Благодаря доброму его нраву — кстати, Коттеса совершенно не огорчало, что из-за преклонного возраста он оказался вне активной творческой жизни, — все без исключения относились к нему с симпатией, а дирекция «Ла Скала» почитала его особо. Во время оперного сезона, то есть когда пианисты не дают концертов, сидящий в партере добряк Коттес — если спектакль выдавался не слишком удачным — являл собой этакий островок оптимизма. Во всяком случае, всегда можно было рассчитывать на его аплодисменты. Считалось также, что пример некогда знаменитого музыканта-исполнителя побуждал многих критиканов сдерживать свое неудовольствие: нерешительных — склоняться в пользу спектакля, вялых — более открыто выражать свое одобрение. Добавьте к этому вполне «ласкаловскую» внешность и прошлые артистические заслуги. Вот почему его имя неизменно фигурировало в секретном и очень ограниченном списке постоянных обладателей контрамарок. В день любой премьеры конверт с местом в партере неизменно с самого утра лежал в почтовом ящике привратницкой дома № 7 по улице Пассьоне. А если не предвиделось аншлага, контрамарок бывало даже две: для него и для сына. Впрочем, Ардуино это мало интересовало: он предпочитал устраиваться сам, друзья проводили его на репетиции, тем более что туда не обязательно являться во фраке.

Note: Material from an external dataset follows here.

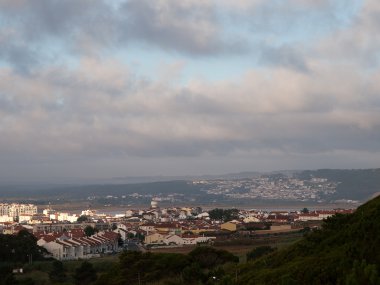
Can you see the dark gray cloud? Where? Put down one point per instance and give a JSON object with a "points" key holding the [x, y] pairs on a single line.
{"points": [[285, 56], [301, 105]]}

Вот и «Избиение младенцев» Коттес-младший уже слышал накануне, на генеральной. За завтраком он даже высказал отцу некоторые, как обычно туманные, соображения по этому поводу. Отметил «любопытные тембровые решения», «весьма выразительную полифонию», сказал, что «вокализация носит скорее дедуктивный, нежели индуктивный характер» (все это с пренебрежительной гримасой) и т. д. и т. п. Простодушному отцу так и не удалось понять, удачно или неудачно это произведение, понравилось оно все-таки сыну или нет. Но он не стал добиваться вразумительного ответа. Молодежь приучила его к своему загадочному жаргону, перед которым он спасовал и на этот раз.

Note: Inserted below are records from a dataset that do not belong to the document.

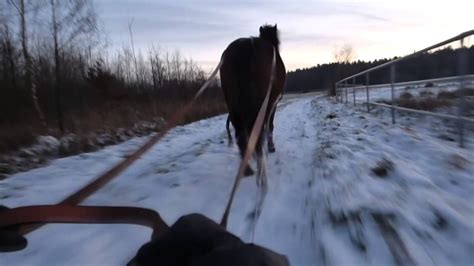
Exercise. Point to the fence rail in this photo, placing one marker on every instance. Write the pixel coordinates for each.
(343, 85)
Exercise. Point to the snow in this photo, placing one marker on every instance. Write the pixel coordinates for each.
(324, 205)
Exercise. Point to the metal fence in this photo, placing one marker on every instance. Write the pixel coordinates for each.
(348, 85)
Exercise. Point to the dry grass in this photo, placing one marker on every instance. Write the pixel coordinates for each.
(406, 95)
(104, 119)
(428, 104)
(449, 95)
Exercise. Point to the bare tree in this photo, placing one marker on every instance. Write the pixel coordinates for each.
(19, 6)
(344, 54)
(69, 21)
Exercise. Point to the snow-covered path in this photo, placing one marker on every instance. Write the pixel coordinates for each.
(324, 205)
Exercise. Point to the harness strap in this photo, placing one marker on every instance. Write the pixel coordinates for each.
(93, 215)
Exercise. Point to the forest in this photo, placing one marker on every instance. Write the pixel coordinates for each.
(437, 64)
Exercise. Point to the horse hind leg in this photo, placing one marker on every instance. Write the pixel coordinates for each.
(261, 158)
(229, 135)
(242, 139)
(262, 170)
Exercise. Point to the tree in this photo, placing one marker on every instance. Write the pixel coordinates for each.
(69, 21)
(342, 55)
(30, 84)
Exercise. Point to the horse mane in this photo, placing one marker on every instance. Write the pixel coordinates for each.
(270, 34)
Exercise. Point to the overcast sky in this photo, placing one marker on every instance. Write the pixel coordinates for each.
(310, 31)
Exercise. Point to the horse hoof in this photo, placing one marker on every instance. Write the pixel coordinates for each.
(11, 241)
(248, 171)
(271, 148)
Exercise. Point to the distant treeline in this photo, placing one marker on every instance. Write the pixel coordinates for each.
(58, 75)
(441, 63)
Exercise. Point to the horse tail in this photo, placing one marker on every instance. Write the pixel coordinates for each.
(229, 135)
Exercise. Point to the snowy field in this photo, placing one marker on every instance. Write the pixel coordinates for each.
(324, 206)
(383, 92)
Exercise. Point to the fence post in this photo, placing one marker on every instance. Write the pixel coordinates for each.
(367, 82)
(462, 61)
(338, 92)
(353, 89)
(345, 88)
(392, 81)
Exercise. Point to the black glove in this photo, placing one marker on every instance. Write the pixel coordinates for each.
(195, 240)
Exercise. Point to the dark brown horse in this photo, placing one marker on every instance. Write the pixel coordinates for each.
(245, 77)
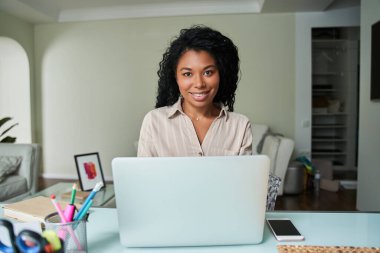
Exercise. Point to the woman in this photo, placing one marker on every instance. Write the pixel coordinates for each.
(194, 116)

Сейчас Коттес был дома один: прислуга, закончив уборку, ушла. Ардуино отправился куда-то на обед, и фортепьяно, слава Богу, молчало. Это «слава Богу» старый музыкант мог произнести только мысленно: признаться в своих сомнениях вслух он бы ни за что не отважился. Когда сын сочинял музыку, Клаудио Коттес приходил в состояние крайнего душевного волнения. С какой почти неистовой надеждой ждал он, когда же из этих странных для слуха аккордов родится наконец нечто похожее на музыку! Он признавал за собой слабость человека, отставшего от жизни, понимал, что невозможно все время идти по старым, торным дорожкам, и постоянно твердил себе, что именно «приятности» в музыке следует избегать, ибо она — признак бессилия, одряхления, рутинной ностальгии. Ему было известно, что новое искусство прежде всего должно заставлять слушателя страдать: в этом — уверяли все — гарантия его жизнеспособности. Но ничего поделать с собой он не мог. Слушая из соседней комнаты, он иногда до хруста в суставах сплетал пальцы, как бы пытаясь этим усилием помочь сыну «вырваться на волю». Но тот и не стремился к освобождению: ноты мучительно и безысходно запутывались, аккорды приобретали враждебное звучание; все либо оставалось в состоянии какой-то неуравновешенности, либо выливалось в самую невероятную разноголосицу. Помоги ему Бог! Пальцы отца расплетались и слегка дрожали, когда он закуривал сигарету.
Итак, сегодня Коттес был один, чувствовал себя хорошо, через открытые окна в квартиру струился теплый воздух, и хотя было уже полдевятого, солнце еще не село. Он начал одеваться, но тут зазвонил телефон.
— Маэстро Коттес? — раздался незнакомый голос.
— Да, я, — ответил он.
— Маэстро Ардуино Коттес?
— Нет, это его отец, Клаудио Коттес.
Трубку положили. Маэстро вернулся в спальню, но телефон зазвонил снова.
— Так дома Ардуино или нет? — почти грубо спросил тот же голос.
— Нет! Его нет, — отозвался отец, стараясь вложить в свой тон побольше резкости.